The two most beautifully dressed women to walk the Red Carpet Thursday were decked out in custom-made gowns designed by Adrian - one from *The Women* and one from *The Philadelphia Story*. The Countess and Cheryl were style incarnate.


"Up went my hand just like a third grader!" - Vice-President of Studio Production Sean Cameron in response to Peter O'Toole's dinner party inquiry if anyone was going to join him in a glass of wine.


On a dark and stormy night in Hollywood, the throngs are eagerly anticipating a timely screening of *The Wolf Man* in 35mm. Film Festival Special Guest Rick Baker, the master of make-up, may be more excited than anyone as he has never seen the film on the Big Screen.


"TCM is not just a television channel. It is a lifestyle." - TCM President Jeff Gregor


Another "TCM Night At The Movies" is coming in October with a look at political films. And a documentary is in the works profiling Darryl F. Zanuck.

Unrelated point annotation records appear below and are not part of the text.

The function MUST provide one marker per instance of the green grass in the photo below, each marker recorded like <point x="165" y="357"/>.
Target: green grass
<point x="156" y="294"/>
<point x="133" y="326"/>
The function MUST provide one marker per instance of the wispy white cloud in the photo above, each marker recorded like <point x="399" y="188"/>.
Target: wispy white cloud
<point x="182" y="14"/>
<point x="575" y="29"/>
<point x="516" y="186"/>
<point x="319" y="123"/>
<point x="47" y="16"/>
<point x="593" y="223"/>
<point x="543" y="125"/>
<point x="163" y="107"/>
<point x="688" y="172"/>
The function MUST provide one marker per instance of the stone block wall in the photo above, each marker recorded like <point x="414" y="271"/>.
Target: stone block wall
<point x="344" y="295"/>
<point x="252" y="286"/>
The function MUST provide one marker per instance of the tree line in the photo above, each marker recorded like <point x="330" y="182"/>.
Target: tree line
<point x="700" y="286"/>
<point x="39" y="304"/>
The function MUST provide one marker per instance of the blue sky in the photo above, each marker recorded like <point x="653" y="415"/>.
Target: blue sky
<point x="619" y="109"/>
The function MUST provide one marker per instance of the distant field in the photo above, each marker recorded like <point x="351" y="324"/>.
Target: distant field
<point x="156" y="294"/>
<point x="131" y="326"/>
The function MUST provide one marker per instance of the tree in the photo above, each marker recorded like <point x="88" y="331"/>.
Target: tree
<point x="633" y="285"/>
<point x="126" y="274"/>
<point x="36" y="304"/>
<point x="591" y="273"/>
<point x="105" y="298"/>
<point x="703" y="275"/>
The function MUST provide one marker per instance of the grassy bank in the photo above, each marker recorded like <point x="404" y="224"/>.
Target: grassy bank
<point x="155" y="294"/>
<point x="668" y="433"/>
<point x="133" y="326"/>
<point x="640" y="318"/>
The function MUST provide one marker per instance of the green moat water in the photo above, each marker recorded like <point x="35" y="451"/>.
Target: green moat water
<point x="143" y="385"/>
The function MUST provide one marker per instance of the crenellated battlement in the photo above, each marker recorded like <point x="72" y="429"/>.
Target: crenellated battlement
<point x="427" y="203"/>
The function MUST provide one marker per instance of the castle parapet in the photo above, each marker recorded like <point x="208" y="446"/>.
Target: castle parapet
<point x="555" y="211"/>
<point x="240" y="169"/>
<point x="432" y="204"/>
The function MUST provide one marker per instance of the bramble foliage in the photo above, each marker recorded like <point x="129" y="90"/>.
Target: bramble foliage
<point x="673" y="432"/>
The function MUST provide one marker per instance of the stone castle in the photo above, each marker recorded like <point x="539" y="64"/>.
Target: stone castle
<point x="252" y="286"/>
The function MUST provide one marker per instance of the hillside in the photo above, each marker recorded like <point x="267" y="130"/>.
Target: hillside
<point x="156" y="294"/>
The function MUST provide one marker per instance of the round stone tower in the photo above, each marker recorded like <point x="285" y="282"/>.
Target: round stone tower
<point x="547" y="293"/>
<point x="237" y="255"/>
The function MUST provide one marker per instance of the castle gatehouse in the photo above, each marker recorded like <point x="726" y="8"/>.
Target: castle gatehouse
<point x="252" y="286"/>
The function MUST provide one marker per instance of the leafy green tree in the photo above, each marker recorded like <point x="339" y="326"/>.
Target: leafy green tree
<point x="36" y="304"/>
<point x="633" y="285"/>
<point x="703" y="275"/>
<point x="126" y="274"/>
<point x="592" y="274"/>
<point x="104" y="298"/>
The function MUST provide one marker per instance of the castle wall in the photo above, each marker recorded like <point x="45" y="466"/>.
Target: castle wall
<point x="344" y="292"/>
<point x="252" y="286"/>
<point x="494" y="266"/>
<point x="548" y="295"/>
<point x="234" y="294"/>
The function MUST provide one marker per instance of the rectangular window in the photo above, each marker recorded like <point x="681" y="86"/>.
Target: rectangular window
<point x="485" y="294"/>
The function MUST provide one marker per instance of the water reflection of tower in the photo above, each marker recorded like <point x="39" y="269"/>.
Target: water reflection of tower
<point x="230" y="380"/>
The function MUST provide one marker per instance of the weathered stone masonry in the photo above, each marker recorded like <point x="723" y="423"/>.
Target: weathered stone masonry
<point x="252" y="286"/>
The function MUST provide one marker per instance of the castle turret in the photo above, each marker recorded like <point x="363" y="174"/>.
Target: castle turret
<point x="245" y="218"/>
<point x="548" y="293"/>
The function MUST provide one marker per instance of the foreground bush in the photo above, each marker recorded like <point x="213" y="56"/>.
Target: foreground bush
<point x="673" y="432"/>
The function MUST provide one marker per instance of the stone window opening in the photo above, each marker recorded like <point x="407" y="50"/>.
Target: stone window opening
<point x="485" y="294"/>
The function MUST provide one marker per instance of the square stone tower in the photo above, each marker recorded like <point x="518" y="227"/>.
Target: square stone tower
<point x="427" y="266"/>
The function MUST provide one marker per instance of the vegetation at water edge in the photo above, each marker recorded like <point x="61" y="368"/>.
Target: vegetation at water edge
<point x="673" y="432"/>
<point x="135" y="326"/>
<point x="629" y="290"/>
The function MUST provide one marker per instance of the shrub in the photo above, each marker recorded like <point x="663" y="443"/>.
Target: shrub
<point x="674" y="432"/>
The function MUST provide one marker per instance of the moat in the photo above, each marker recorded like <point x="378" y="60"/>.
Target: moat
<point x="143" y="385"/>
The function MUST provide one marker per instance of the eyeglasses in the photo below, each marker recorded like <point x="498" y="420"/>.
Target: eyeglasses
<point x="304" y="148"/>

Demographically, 66% percent of TCM's audience is between the ages of 18 and 49. TCM doesn't have to alter its programming on the channel to attract them. It turns out they are already viewers. And the dominant ones, at that.


"Find Me A Dress!" - lucky Festival-goer who got invited to the *Cabaret* Gala at the last minute. And the stylish women of the Festival came through fabulously! You looked great Cathy.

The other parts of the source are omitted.